Did. The way Bender used the word freighted it with ugly meaning.

“David’s defending Frank Filmore because it’s his job. He’s a defense attorney. It’s nothing personal.”

Bender shoved the licorice deeper into his mouth. “I don’t get
how he can do that.”

Jason said, “You won’t tell my grandma I was smoking?”

“No, Jason,” she said, laying her hand against his cheek and ignoring Bender. “Not a word.”

That evening, as they moved through the house, closing it down
for the night, Dana told David about her conversation.

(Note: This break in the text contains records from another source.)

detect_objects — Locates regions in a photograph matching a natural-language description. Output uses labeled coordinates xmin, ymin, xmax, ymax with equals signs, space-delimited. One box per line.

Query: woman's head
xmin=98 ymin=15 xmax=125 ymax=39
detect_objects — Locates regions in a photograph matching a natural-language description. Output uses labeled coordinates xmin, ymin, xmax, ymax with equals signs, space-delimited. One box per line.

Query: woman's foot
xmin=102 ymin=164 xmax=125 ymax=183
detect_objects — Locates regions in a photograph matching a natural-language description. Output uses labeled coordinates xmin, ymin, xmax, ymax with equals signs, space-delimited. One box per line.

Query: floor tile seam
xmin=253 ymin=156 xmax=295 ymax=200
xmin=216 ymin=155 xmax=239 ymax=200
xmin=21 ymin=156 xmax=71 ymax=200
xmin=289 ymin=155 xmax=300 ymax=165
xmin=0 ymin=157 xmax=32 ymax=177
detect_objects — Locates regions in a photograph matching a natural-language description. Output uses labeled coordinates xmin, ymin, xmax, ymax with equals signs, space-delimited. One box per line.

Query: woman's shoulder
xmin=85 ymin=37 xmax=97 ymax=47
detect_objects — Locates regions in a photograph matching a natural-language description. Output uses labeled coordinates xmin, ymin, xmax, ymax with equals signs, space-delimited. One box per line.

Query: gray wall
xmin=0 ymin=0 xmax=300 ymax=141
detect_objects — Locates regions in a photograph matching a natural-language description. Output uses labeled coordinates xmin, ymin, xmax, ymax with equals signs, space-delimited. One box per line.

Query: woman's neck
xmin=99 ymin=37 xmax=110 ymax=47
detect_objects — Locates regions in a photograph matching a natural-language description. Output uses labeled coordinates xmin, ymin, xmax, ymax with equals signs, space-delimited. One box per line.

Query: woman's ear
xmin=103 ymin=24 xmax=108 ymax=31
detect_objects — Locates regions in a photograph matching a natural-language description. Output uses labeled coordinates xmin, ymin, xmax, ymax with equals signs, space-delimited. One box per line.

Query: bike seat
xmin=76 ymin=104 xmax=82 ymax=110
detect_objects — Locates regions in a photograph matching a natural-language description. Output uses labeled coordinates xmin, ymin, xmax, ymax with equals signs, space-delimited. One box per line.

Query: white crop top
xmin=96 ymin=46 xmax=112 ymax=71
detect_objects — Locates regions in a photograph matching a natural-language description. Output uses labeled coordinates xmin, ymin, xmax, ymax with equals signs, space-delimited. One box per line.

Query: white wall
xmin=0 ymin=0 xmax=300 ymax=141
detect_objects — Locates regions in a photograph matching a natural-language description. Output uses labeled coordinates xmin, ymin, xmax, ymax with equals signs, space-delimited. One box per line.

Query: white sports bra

“What kind of a name is that? Bender?”

She shrugged. “Don’t ask me. He was a creep.”

“So’s Jason.”

“No, he’s not. He’s just gawky and awkward.” Dana twisted the
front-door lock. “Plus, Beth says he’s got a crush on me, which explains why he can barely put two words together when I’m around.”

She looked behind her. David had dropped onto the couch in the
dark living room. “Come to bed,” she said and held out her hand.

“God, I’m glad that thing’s over.” He patted the cushion beside
him. “I hope everyone’s just going to ignore us from now on. Let us
get back to ordinary.”

She sat next to him. “You seemed to be enjoying yourself.”

“Yeah, well, Bay wasn’t. If I’d let her, she’d of cut and run. You
notice how she sort of zones out?”

“It’ll pass,” Dana said.

They were silent for a few moments.

“Maybe Gary’s right. Maybe we should get her to talk to someone.

“Talk?”

“I mean someone who’d make her talk.”

“Hasn’t she suffered enough? You want to make it worse?”

The radio was on, tuned to a classical station. Bach, Dana
thought. Orderly music for a more orderly time.

“If I hadn’t taken the Filmore case it never would have happened.”

David was probably right, but she told him he wasn’t. It was
the same when he had a bad game. The quarterback’s wife never
mentioned the slow footwork, the wobbly passes or fumbled
snaps.

“It was my fault,” she said. “I shouldn’t have let her out of my
sight. She was too excited. I shouldn’t have trusted her alone.”

“When I was in law school Gracie and I used to talk about the
risks a defense attorney has to take. Back then it sounded kind of
exciting. When you’re young you don’t think about how everything
changes if you have a kid.”

“You do good work, David; you know you do. Think about that boy last year; he would have gone to prison for something he didn’t
do-“

“Shit, Dana, he was guilty.”

“Well, even so, it was his first offense. He didn’t deserve to go to
prison.”

“Youth Authority can be just as bad.”